- Publisher: Apollos (IVP)
- ISBN: 978-1-78359-286-9
- Pages: 288
- Price: 17.99
This collective work bears witness to the increasing dominance of the doctrine of the Trinity in recent theological discussion. This has been partly in response to the influence of Karl Barth and Jürgen Moltmann.
The book is not for the faint-hearted; digging into it requires a certain technical expertise which will limit its readership. The chapters concern almost exclusively the Trinity in the New Testament. That said, there is an interesting contribution on Daniel and Revelation, as well as a final chapter on the Trinity in the Old Testament. The practical section deals with prayer, revelation, worship and preaching.
The contributors come from Europe, North America and Australia.

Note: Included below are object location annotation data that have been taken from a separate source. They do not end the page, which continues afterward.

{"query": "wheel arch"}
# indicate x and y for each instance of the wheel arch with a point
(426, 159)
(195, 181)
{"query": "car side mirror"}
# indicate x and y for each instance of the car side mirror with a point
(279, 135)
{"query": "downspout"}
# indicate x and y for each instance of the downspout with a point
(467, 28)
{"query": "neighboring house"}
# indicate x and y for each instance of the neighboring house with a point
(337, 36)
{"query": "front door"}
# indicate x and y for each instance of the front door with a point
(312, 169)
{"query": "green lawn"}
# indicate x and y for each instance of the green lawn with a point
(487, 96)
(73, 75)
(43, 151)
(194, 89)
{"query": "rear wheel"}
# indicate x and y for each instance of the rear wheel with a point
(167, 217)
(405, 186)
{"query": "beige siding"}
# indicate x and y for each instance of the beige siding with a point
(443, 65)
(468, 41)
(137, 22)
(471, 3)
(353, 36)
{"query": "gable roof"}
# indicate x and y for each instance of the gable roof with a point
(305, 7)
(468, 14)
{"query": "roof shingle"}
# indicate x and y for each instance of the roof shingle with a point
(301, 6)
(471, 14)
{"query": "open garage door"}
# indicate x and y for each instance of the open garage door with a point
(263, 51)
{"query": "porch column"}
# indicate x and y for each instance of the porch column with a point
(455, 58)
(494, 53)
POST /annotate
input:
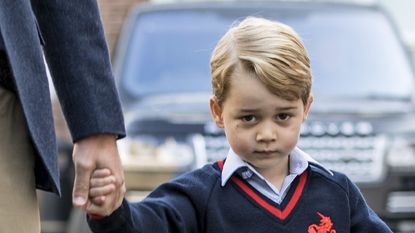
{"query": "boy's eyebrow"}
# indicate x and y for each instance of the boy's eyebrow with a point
(250, 110)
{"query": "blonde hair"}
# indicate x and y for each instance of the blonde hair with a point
(272, 51)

This is a pity, given that, in Africa and the developing world, the Trinity faces new challenges from anti-trinitarianism of a different ilk.
This is the weakness of the ‘practical relevance’ section, as there is no apologetic engagement with the unitarianism of Judaism or Islam, surely the crying need for those working in missional situations.
It is regrettable that the section on the Trinity in the Old Testament is so brief, even though one can only approve the conclusion that ‘the verbal character of the Old Testament itself is fertile soil for a trinitarian hermeneutic, where the unity of the divine essence and the diversity of the divine personae are affirmed’ (p.187).
The Gospel of John played an important role in the elaboration of the doctrine of the Trinity. The contribution to this subject by Richard Bauckham is central. The Word had always been the Son of the Father, but only in the incarnation was this revealed. Bauckham refers, in this perspective, to the ‘I am’ sayings and makes a vital link between the prologue and the high priestly prayer of chapter 17, establishing the ‘personal co-inherence’ of the Father and the Son and the continuity of the immanent and the economic Trinity.
This opens out into a reflection on the Spirit with ‘two different roles of the Spirit in the world: as the divine life that flows from the Father and the Son … and as the divine agent who makes the revelation of the Father in Jesus known, after Jesus’ exaltation’ (p.106). This clear exposition of Johannine trinitarianism is appreciable.
The book concludes with a Scripture index, but unfortunately lacks a name index and subject index.